Tuesday, April 10, 2012

Bill Cosby on "the gun"

From Deborah Simmons at the Washington Times. Bill Cosby weighs in on the Trayvon Martin killing:

“The gun.” 
Those two simple words flowed easily from the mouth of social commentator Bill Cosby during an exclusive interview Friday regarding the Trayvon Martin case, arguably the most high-profile, citizen-on-citizen U.S. slaying facing the Obama administration.
Trayvon was killed Feb. 26 in Sanford, Fla., by neighborhood watchman George Zimmerman, who told police that a “confrontation” with the unarmed 17-year-old led him to shoot in self-defense.
“We’ve got to get the gun out of the hands of people who are supposed to be on neighborhood watch,” said Mr. Cosby, whose remarks were the first he has made publicly about the case. 
“Without a gun, I don’t see Mr. Zimmerman approaching Trayvon by himself,” Mr. Cosby explained. “The power-of-the-gun mentality had him unafraid to confront someone. Even police call for backup in similar situations. 
“When you carry a gun, you mean to harm somebody, kill somebody,” he said.
An award-winning actor and great American humorist, Mr. Cosby, 74, is best know for the ground-breaking NBC sit-com “The Cosby Show,” stand-up routines and recorded performances, all of which are infused with familial humor. 
Scheduled to perform April 28 at the Kennedy Center, Mr. Cosby continues to grace multiple platforms, and is scheduled to tickle funny bones as co-emcee at the April 12 gala celebrating the reopening of the historic Howard Theatre in Northwest Washington.
But it was at another celebration, the NAACP marking of the 50th anniversary of the landmark 1954 Brown v. Board of Education school-desegregation decision by the U.S. Supreme Court, that saw Mr. Cosby take a spot on the forefront of controversial social commentary. 
In his remarks at the 2004 event, Mr. Cosby pointed out to the audience that blacks had essentially created a new lower rung on the socioeconomic ladder by failing to police their children. Since then, he has traveled the nation and used social media to expound the virtues of personal accountability, responsible parenting and a sound education.
Cosby is a great example of a public figure who has consistently urged civility, reconciliation, and responsibility in matters of race. "Personal accountability, responsible parenting and a sound education" are the prerequisites for a good life and for a peaceful just society. Our policies should be aimed at strengthening the family and keeping our neighborhoods safe.

He is certainly right about the gun in the Martin killing. It obviously was central to the tragedy. I do not favor gun control, generally speaking, for two reasons: the Second Amendment, and because there is no evidence that it prevents killings. But I understand Cosby's point, and I agree that a neighborhood watch zealot heading out the door with a gun to chase a "suspect" is a disaster waiting to happen.
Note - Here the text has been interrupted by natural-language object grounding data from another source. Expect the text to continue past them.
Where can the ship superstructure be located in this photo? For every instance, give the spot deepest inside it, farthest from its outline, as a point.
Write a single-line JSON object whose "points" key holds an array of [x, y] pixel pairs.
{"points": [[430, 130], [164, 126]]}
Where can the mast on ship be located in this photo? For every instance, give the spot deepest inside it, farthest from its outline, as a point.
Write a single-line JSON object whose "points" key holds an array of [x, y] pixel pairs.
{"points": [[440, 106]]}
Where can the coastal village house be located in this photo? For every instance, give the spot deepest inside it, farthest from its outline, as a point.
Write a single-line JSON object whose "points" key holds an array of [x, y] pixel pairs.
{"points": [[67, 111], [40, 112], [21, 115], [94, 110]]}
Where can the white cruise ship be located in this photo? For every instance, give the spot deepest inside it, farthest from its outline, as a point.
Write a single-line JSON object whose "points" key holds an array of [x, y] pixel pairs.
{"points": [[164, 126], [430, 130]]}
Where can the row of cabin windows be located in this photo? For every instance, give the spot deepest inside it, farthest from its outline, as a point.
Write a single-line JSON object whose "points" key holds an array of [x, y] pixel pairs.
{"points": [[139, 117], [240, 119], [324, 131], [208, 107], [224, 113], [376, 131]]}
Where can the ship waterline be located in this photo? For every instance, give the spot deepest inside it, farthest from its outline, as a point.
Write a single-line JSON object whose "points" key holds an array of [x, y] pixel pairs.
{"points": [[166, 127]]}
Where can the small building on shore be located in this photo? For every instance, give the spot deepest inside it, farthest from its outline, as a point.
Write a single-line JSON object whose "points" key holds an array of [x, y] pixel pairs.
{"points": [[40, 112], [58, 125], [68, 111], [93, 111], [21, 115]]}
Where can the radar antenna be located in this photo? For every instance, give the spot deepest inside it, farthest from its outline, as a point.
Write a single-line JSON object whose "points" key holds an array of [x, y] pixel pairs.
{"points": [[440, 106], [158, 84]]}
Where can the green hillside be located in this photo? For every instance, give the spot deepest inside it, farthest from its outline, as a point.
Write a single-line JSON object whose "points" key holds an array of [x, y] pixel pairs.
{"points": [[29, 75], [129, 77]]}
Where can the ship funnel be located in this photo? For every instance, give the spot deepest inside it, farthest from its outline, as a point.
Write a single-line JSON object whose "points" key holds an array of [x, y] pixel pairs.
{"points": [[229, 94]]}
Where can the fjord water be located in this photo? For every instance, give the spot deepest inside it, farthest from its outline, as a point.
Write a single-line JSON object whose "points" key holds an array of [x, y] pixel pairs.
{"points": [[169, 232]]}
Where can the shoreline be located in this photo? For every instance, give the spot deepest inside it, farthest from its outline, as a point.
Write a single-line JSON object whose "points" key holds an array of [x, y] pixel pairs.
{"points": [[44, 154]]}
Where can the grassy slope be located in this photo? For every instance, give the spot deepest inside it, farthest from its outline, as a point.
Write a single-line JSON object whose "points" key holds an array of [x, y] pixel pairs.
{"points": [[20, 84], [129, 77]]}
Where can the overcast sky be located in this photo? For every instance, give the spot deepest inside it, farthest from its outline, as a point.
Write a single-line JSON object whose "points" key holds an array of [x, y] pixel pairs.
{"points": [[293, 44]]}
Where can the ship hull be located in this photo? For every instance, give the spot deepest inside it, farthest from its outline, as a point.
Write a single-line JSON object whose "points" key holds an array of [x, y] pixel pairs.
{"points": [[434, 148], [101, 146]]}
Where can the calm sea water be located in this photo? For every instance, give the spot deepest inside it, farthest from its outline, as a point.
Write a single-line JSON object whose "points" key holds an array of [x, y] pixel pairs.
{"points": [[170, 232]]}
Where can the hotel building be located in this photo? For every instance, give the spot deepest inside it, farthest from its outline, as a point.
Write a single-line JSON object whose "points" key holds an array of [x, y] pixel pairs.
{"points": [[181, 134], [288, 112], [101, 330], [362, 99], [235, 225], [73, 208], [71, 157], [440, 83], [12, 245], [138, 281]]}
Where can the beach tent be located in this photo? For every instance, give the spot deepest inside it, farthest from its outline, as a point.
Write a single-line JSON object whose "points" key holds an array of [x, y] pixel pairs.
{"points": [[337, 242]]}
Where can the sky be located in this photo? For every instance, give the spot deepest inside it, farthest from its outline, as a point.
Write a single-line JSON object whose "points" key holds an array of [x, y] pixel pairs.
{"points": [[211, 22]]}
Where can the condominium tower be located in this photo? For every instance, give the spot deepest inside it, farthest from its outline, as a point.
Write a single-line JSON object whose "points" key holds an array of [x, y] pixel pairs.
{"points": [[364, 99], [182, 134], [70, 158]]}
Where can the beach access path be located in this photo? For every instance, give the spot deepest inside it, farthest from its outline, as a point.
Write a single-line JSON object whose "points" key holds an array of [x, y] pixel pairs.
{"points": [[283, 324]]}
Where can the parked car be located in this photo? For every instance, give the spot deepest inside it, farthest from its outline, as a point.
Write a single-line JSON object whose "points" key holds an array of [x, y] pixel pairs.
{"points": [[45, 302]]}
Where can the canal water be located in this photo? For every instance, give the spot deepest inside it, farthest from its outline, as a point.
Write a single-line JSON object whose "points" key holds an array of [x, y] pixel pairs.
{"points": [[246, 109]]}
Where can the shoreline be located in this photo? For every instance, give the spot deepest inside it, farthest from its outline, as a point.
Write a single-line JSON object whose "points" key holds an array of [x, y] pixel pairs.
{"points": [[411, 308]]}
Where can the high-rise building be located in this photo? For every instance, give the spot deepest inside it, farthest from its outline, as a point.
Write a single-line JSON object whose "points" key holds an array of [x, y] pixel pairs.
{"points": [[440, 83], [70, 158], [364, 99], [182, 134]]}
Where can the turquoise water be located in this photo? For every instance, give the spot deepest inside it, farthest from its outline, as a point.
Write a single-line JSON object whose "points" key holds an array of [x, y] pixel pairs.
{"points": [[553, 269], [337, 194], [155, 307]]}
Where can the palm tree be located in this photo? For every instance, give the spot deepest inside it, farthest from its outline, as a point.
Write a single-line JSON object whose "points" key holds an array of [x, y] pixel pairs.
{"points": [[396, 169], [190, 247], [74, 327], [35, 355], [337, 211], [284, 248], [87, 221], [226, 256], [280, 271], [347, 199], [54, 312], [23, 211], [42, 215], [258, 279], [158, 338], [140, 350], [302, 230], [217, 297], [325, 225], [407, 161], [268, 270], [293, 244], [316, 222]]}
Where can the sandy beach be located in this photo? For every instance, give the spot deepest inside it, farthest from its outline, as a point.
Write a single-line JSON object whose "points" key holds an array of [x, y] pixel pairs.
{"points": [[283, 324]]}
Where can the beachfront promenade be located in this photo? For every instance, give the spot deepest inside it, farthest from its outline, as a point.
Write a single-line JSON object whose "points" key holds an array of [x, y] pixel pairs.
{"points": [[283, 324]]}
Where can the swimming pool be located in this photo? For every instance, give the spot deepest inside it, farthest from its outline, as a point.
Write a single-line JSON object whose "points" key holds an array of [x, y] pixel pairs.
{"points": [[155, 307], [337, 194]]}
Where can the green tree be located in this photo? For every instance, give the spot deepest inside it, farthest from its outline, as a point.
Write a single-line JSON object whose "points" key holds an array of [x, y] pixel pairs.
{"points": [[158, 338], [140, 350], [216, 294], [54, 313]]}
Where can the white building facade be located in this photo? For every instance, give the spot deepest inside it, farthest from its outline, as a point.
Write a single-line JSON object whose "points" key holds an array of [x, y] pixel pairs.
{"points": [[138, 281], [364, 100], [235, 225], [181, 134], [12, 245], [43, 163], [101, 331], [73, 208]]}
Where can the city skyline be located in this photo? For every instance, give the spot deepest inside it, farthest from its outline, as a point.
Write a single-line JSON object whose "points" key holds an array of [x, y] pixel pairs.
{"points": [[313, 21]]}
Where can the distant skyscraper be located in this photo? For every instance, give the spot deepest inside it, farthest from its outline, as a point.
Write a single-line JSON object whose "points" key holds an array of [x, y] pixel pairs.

By the way, you may recall the tragic death of Cosby's son Ennis, who was murdered by a white man during a robbery. Cosby didn't invoke any racial issues in his son's murder, and in fact he pleaded against the death penalty for his son's killer. Cosby is a class act.

Bill Cosby is a very good and wise man. We need to hear a lot more from him, and a lot less from the professional hate-mongers who stoke racism for their own personal gain.